Cannabis Regulatory Update: Texas, Connecticut, Illinois, Nevada, New Hampshire, And Tennessee

Texas House Sends Psychedelics Research To Governor’s Desk 

The Texas House approved a budget amendment to the psychedelics research bill advancing it to the Governor’s desk. 

The bill, HB 1802, requires the Department of State Health Services and Texas Medical Board to research the medical benefits and efficacy of psilocybin, MDMA, and ketamine when treating various mental health disorders and other ailments. The study will be conducted in partnership with Baylor College of Medicine and will focus on veterans suffering from post-traumatic stress disorder (PTSD).

Some of the other disorders include chronic pain, anxiety, depression, bipolar disorders, PTSD and migraines. Under the bill, the Health Department is expected to submit the results of the research with recommendations for further legislative actions on December 1, 2022.

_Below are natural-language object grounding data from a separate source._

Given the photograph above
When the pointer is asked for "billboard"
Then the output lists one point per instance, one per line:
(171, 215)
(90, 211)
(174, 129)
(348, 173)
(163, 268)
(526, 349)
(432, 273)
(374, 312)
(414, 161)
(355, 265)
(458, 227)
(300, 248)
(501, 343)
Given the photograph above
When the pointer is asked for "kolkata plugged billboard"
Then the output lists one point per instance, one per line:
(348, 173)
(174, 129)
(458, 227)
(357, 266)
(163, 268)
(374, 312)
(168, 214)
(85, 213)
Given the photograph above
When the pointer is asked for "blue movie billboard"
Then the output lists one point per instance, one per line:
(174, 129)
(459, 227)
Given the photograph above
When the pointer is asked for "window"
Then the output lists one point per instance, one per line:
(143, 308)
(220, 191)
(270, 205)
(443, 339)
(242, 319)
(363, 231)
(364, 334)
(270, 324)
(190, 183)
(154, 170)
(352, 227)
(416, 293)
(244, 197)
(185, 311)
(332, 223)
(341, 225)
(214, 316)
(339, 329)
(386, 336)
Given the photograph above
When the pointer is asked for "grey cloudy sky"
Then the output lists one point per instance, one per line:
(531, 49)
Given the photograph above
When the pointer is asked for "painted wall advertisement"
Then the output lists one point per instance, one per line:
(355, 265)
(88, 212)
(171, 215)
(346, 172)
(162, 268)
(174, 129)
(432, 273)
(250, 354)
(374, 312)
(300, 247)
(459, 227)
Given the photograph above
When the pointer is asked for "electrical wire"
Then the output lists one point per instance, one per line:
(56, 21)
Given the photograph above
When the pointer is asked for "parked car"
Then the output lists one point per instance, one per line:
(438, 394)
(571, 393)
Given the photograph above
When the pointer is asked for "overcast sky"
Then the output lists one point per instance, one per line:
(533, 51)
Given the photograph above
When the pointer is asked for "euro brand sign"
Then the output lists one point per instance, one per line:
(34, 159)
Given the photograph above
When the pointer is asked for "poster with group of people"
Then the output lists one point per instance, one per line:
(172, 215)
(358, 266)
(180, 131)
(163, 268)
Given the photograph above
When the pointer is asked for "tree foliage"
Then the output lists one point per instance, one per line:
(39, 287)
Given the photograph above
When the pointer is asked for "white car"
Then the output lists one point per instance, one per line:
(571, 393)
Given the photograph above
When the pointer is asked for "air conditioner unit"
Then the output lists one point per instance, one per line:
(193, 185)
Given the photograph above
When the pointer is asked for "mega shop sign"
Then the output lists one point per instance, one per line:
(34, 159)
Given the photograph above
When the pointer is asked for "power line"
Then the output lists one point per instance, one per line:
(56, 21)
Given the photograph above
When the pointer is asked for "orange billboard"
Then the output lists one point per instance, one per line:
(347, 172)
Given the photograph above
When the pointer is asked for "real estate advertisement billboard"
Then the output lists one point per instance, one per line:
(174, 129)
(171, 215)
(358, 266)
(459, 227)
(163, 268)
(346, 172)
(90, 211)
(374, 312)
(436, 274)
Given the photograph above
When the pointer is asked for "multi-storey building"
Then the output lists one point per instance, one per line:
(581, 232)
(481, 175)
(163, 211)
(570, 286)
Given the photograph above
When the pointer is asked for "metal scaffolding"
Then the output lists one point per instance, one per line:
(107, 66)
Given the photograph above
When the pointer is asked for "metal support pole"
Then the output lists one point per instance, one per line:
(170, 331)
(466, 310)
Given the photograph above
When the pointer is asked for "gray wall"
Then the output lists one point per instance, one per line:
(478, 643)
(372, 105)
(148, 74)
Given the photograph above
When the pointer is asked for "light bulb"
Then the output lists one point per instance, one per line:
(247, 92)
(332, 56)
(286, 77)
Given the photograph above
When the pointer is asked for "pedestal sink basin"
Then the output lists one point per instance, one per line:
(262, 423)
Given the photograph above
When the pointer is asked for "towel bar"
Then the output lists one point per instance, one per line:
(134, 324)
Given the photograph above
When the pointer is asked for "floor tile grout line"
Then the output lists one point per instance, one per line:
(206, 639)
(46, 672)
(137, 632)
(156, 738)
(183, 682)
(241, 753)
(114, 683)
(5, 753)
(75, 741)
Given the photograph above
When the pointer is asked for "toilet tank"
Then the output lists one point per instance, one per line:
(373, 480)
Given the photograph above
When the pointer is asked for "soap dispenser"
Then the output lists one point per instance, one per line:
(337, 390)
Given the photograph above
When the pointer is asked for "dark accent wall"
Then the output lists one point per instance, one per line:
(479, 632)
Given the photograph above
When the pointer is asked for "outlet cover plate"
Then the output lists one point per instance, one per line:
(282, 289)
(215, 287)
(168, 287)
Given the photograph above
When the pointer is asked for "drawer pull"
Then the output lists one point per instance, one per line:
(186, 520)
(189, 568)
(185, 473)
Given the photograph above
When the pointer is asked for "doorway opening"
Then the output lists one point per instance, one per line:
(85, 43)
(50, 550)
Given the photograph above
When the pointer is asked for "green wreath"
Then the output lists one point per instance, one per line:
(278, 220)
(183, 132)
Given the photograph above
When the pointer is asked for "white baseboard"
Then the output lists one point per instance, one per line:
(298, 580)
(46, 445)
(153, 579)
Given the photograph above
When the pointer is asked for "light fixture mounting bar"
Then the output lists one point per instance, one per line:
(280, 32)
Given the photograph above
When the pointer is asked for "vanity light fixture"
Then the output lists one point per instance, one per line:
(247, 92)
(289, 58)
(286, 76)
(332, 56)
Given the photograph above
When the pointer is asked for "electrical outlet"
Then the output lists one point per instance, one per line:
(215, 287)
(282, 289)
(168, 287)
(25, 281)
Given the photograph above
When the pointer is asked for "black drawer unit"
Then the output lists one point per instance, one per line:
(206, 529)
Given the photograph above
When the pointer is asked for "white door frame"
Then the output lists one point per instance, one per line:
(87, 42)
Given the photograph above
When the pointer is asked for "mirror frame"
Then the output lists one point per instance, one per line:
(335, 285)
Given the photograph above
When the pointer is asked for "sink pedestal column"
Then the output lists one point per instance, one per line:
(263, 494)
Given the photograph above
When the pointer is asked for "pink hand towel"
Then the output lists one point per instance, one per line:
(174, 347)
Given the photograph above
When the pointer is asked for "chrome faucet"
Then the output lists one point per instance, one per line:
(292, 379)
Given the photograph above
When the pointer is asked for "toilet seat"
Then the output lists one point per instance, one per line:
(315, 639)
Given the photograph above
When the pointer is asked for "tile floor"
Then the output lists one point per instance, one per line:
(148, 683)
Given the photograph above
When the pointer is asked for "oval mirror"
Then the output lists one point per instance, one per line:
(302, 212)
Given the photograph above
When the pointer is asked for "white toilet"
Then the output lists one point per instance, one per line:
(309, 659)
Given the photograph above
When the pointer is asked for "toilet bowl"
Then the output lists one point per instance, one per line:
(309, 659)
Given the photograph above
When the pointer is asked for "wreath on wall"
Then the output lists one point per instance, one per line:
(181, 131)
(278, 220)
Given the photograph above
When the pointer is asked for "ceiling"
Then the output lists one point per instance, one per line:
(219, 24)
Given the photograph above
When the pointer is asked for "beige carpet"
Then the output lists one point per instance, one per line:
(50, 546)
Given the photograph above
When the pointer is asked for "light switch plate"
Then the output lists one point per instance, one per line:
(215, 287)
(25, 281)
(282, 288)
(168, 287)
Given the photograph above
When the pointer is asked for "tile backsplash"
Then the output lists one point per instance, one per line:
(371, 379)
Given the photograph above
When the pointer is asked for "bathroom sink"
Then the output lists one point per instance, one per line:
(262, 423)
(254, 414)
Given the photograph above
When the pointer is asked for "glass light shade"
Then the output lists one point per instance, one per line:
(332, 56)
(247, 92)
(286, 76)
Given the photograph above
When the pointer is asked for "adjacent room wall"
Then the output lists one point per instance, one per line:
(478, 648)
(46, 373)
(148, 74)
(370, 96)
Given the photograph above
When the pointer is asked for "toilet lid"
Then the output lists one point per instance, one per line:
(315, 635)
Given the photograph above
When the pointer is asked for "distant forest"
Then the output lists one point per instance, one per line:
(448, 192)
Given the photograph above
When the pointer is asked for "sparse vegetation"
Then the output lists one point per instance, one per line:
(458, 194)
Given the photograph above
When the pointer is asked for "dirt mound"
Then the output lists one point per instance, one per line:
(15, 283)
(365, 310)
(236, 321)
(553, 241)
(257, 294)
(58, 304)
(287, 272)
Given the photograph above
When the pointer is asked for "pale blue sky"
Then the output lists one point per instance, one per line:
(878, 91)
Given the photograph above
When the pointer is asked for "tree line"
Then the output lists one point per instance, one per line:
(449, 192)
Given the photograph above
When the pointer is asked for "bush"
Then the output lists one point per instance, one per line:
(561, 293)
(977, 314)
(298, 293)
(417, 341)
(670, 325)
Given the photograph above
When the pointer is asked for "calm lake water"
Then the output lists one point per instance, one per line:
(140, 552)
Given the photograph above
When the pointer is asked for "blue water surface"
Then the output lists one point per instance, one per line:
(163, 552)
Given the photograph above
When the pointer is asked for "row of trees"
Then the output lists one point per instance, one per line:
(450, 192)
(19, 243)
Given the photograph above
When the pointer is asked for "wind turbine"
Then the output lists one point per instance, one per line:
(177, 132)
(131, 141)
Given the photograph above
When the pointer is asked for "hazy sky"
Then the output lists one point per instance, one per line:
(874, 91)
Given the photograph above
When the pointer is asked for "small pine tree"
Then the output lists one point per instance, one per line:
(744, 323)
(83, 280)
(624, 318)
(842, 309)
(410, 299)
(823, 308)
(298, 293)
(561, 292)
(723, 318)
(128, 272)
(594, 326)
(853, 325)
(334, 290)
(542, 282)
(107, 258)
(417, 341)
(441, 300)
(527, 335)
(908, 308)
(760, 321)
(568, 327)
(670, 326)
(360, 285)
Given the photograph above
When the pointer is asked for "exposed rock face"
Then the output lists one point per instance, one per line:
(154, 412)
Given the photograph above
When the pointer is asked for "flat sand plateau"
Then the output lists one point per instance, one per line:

  • Connecticut Cannabis Legalization Bill Backed By The Governor Passes Another Committee 

The Connecticut cannabis legalization measure supported by Gov. Ned Lamont passed another committee, possibly opening the doors for a floor vote in the coming week, reported Marijuana Moment.

The bill was approved in a 29-18 vote by the Appropriations Committee, following the approval of the Judiciary Committee in May. 

In addition to this bill, backed by Lamont, there is also another legalization proposal sponsored by Rep. Robyn Porter. The Porter-backed bill is praised by supporters for its social equity clauses. 

Legislative leaders still hope to come up with a combined bill that would be supported by both the governor and lawmakers.  

“House Majority Leader Jason Rojas (D) said on Tuesday that the plan was to reach an agreement by the week’s end, with the expectation of ‘acting on it sometime next week’ in the Senate.”

Earlier this month, Lamont noted that if a legalization measure doesn’t get enacted this year it could reach the voters, reported the outlet. 

  • Illinois Senate Advances Cannabis Equity Licensing Bill To Governor’s Desk 

After the Illinois House passed the cannabis equity bill last month, the Illinois Senate also approved it Friday sending it to the Governor’s desk, reported Marijuana Moment

The bill aims to advance the 2019 Cannabis Regulation and Tax Act regarding a license lottery that had been delayed by the pandemic, controversy, and legal disputes for more than a year. Changes to the bill, sponsored by Chicago Rep. La Shawn Ford (D) would set up two new cannabis dispensary lotteries awarding 55 licenses each as compared to the initial lottery, which was set to award 75 in total. 

The original lottery had many difficulties, aside from delays with only 21 out of more than 900 applicants obtaining an ideal score to qualify for the lottery. 

After passing the Senate, Gov. JB Pritzker said he is eager to sign the bill “so that we can begin the next phase creating a cannabis industry that reflects the diversity of all of our people.”

  • Nevada Senate Approves Measure To Legalize Cannabis Consumption Lounges

The Nevada Senate approved the cannabis consumption lounges legalization bill in a 17-3 vote Monday, sending it to the governor’s desk, reported Marijuana Moment.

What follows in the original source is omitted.